Es una normativa técnica y, para muchas empresas del sector cárnico, poco conocida en profundidad. El resultado es previsible: subproductos mal clasificados, gestionados con buena intención pero sin la cobertura legal correspondiente, y expedientes sancionadores que llegan meses después de una decisión operativa que en su momento pareció razonable.

En Tuero Medioambiente aplicamos estos protocolos como parte estándar de nuestra operación diaria: análisis en origen para determinar la categoría exacta del subproducto, transporte exclusivo según la categoría asignada, control microbiológico y nutricional en planta, y trazabilidad documental completa desde la recogida hasta el destino final.
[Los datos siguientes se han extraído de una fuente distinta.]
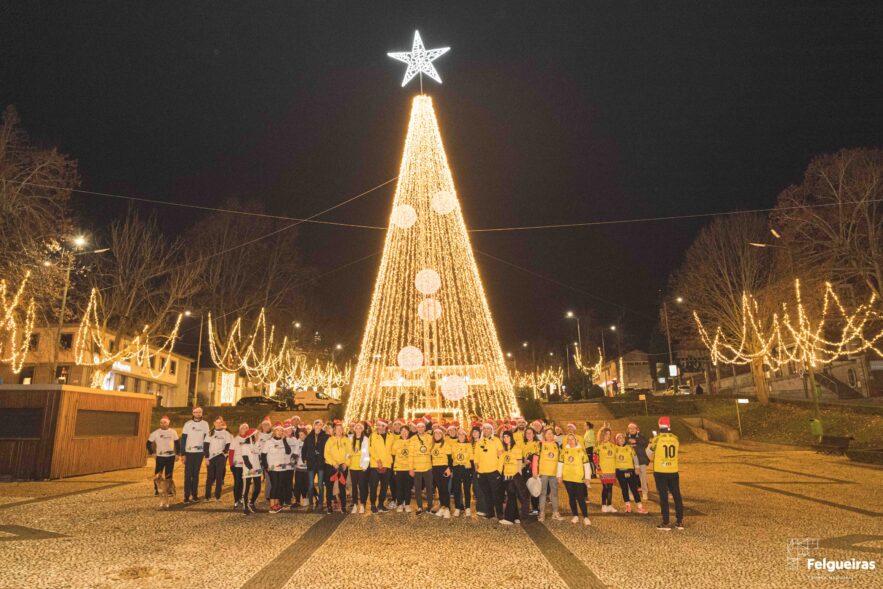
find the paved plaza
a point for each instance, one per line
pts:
(754, 513)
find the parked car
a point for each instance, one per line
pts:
(259, 400)
(313, 400)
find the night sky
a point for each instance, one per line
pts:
(550, 113)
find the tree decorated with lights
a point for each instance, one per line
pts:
(430, 345)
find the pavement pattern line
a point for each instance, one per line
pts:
(68, 494)
(279, 570)
(571, 569)
(19, 533)
(833, 504)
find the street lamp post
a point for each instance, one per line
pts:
(79, 242)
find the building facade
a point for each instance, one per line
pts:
(170, 387)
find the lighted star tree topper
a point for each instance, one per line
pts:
(430, 345)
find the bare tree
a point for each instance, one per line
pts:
(35, 187)
(831, 224)
(146, 278)
(247, 271)
(718, 268)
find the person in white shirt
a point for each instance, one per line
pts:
(234, 458)
(277, 461)
(163, 442)
(218, 447)
(252, 470)
(194, 447)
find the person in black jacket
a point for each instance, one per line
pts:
(314, 455)
(639, 442)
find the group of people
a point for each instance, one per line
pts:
(506, 470)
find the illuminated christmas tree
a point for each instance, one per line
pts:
(430, 345)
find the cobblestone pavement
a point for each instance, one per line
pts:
(754, 515)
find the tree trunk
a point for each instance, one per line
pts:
(760, 383)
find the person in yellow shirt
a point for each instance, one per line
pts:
(626, 462)
(461, 455)
(575, 472)
(442, 462)
(605, 468)
(379, 464)
(358, 463)
(517, 495)
(421, 464)
(664, 450)
(547, 470)
(531, 453)
(401, 452)
(488, 452)
(337, 454)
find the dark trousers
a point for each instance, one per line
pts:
(192, 466)
(577, 492)
(462, 487)
(404, 482)
(311, 482)
(237, 484)
(489, 483)
(423, 480)
(607, 494)
(517, 498)
(301, 486)
(216, 470)
(442, 484)
(669, 482)
(375, 479)
(253, 483)
(166, 465)
(329, 488)
(360, 486)
(628, 481)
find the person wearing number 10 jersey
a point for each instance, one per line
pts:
(664, 450)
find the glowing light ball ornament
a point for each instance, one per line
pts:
(427, 281)
(404, 216)
(429, 310)
(444, 202)
(430, 344)
(410, 358)
(454, 388)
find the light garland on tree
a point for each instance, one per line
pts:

No es un servicio adicional. Es el punto de partida de cualquier gestión de subproductos cárnicos que quiera resistir una auditoría.

La seguridad jurídica de una empresa que genera subproductos animales no depende de tener buena voluntad ambiental. Depende de conocer, con precisión, en qué categoría SANDACH está su residuo y qué obligaciones concretas se derivan de esa clasificación. Ese es el primer paso que damos con cada cliente, antes de proponer cualquier solución de valorización.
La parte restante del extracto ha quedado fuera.